San Fran middle schools to provide free condoms to students young as 11, without parent consent

The school board for the San Francisco United School District voted unanimously to give condoms to middle school students when requested, and taking a cue from Democratic Socialist Sen. Bernie Sanders, they’re free.

This makes San Francisco the third district in California to make condoms available to students as young as age 11, according to Bay area NBC affiliate KNTV, which reported:

School officials say the policy change comes after survey results show that five percent of sixth-, seventh- and eighth-grade students report being sexually active and about half of that group say they are not using protection. The only other school districts in California that have such “condom availability programs” for middle schoolers are in Oakland and Los Angeles.

The plan is part of district’s effort to further prevent sexually transmitted diseases and pregnancy among minors. It would work like this: Just as middle school students are allowed under California Family and Health and Safety codes to buy condoms at a store without question, they will now be able to get them for free at the nurse’s office on campus.

 

Students will have to ask for the condoms from a school professional, explained Kevin Gogin, the district’s director of safety and wellness. Parents, by law, will not be notified of such requests by their children and may not opt out of the program.
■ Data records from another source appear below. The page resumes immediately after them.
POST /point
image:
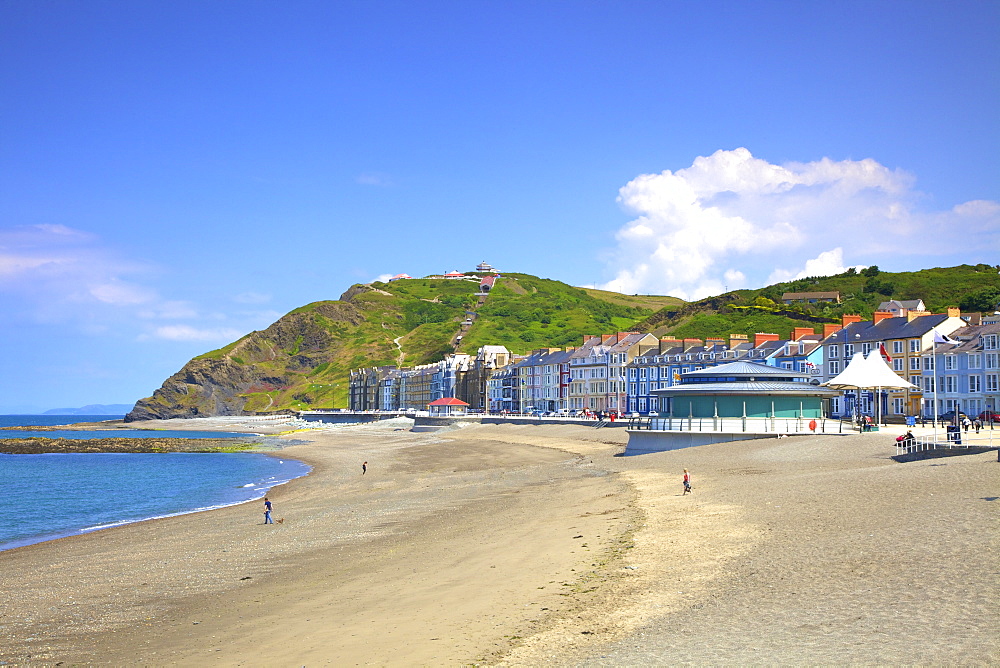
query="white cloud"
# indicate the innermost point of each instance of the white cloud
(733, 220)
(118, 293)
(188, 333)
(252, 298)
(374, 179)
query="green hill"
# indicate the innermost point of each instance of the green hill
(303, 360)
(970, 287)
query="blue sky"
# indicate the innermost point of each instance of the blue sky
(174, 175)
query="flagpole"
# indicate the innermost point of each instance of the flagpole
(934, 370)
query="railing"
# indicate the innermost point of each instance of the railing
(770, 425)
(948, 441)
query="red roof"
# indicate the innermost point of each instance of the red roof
(448, 401)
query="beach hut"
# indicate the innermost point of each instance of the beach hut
(447, 406)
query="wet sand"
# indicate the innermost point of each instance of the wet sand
(536, 544)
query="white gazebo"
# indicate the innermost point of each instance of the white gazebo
(871, 373)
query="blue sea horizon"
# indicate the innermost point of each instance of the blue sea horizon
(65, 494)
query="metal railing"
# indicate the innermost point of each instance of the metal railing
(948, 441)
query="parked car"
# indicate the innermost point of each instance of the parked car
(989, 416)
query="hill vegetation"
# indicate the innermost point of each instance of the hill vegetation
(973, 288)
(303, 360)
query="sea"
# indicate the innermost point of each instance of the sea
(51, 496)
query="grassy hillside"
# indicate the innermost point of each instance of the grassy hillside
(524, 312)
(970, 287)
(303, 360)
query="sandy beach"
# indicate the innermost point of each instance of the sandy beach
(539, 545)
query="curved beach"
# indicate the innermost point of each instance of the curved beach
(536, 544)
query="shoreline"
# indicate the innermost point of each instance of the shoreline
(522, 545)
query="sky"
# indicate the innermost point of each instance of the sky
(174, 175)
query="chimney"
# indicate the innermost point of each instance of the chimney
(799, 332)
(668, 342)
(761, 337)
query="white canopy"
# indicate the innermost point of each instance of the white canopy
(868, 373)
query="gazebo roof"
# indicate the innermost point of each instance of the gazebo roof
(448, 401)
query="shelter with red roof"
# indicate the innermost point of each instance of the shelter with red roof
(447, 406)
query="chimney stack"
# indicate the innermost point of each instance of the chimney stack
(714, 341)
(761, 337)
(800, 332)
(668, 342)
(830, 328)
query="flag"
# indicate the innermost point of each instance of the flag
(941, 338)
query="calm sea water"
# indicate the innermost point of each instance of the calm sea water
(55, 495)
(56, 420)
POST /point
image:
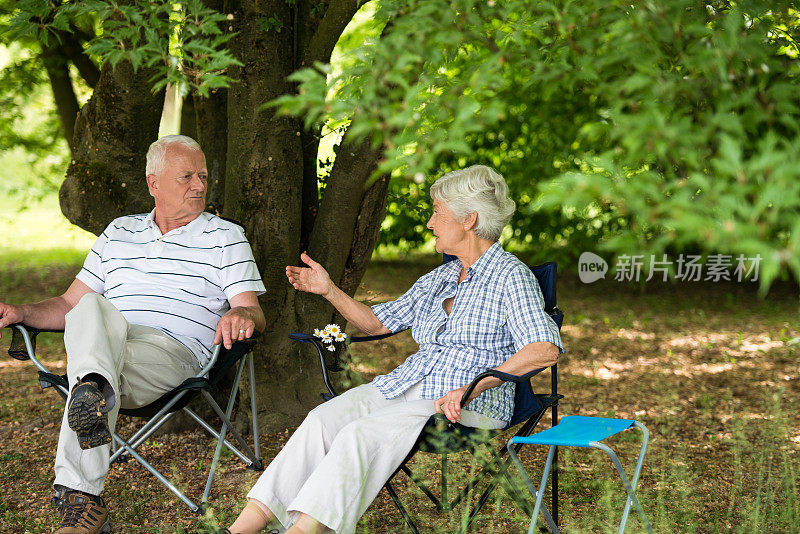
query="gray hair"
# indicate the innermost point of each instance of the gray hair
(156, 154)
(478, 189)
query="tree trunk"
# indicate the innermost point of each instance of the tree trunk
(106, 178)
(263, 174)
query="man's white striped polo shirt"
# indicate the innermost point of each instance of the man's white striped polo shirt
(179, 282)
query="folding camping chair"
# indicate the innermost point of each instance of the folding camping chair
(23, 346)
(585, 432)
(442, 437)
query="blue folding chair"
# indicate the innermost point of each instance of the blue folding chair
(443, 437)
(586, 432)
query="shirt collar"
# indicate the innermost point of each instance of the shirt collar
(195, 227)
(480, 267)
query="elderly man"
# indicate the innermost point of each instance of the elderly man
(155, 293)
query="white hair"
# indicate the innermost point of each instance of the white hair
(156, 154)
(478, 189)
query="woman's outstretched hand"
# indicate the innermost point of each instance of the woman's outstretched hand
(312, 279)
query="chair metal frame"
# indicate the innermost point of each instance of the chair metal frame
(127, 448)
(496, 469)
(554, 441)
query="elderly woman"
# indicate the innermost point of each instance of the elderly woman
(484, 311)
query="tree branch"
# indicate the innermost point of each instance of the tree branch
(63, 93)
(73, 50)
(328, 30)
(334, 228)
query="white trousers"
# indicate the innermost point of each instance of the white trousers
(140, 364)
(345, 450)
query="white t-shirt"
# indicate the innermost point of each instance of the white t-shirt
(179, 282)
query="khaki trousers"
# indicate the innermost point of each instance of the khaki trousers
(345, 450)
(140, 364)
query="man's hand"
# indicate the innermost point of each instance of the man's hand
(236, 325)
(312, 279)
(450, 404)
(9, 314)
(244, 317)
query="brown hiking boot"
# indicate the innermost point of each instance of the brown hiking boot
(82, 513)
(87, 415)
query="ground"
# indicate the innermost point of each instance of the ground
(711, 369)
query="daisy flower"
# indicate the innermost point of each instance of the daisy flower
(333, 329)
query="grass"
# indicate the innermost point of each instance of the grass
(711, 369)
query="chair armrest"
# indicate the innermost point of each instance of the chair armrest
(17, 349)
(505, 377)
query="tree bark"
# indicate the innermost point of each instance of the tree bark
(106, 178)
(211, 119)
(263, 174)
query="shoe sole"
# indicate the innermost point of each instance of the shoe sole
(88, 417)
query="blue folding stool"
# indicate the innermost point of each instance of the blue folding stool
(587, 432)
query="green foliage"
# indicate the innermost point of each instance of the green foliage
(641, 128)
(183, 42)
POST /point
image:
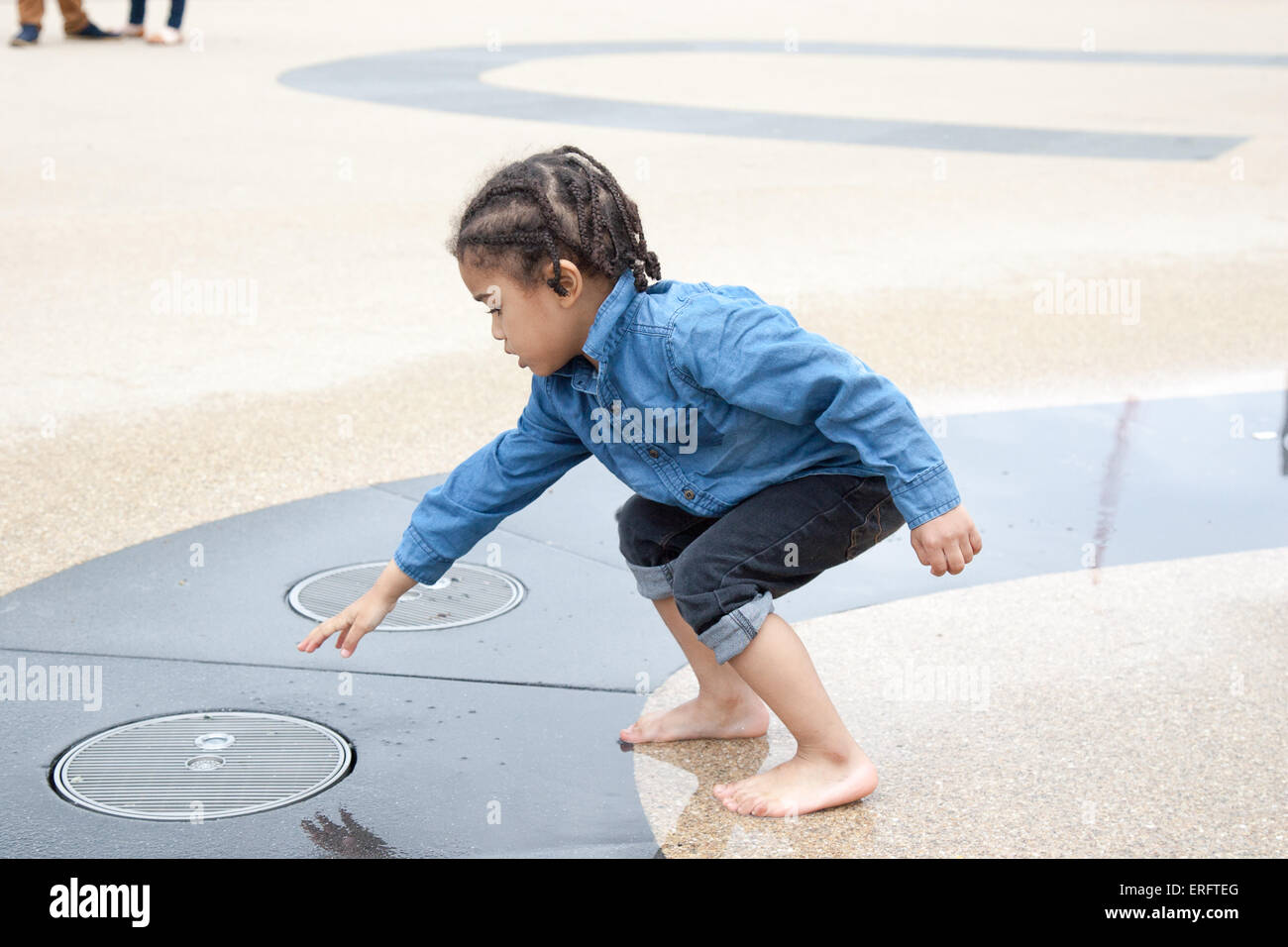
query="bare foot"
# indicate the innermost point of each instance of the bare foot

“This is not a giveaway program,” board member Rachel Norton said, SFGate.com reports. “They are going to be in a private, controlled space with an educator. This policy really is about the handful of students who really need it.”

As one would expect, many parents voiced their displeasure at the proposal.

The program “undermines the authority of the family,” said Victor Seeto, issues chairman of the Chinese American Democratic Club.

“The program’s message says sex is normal, is acceptable, but disease is bad,” he said. “Let us strengthen the family and not weaken it.”

Watch the report via KNTV.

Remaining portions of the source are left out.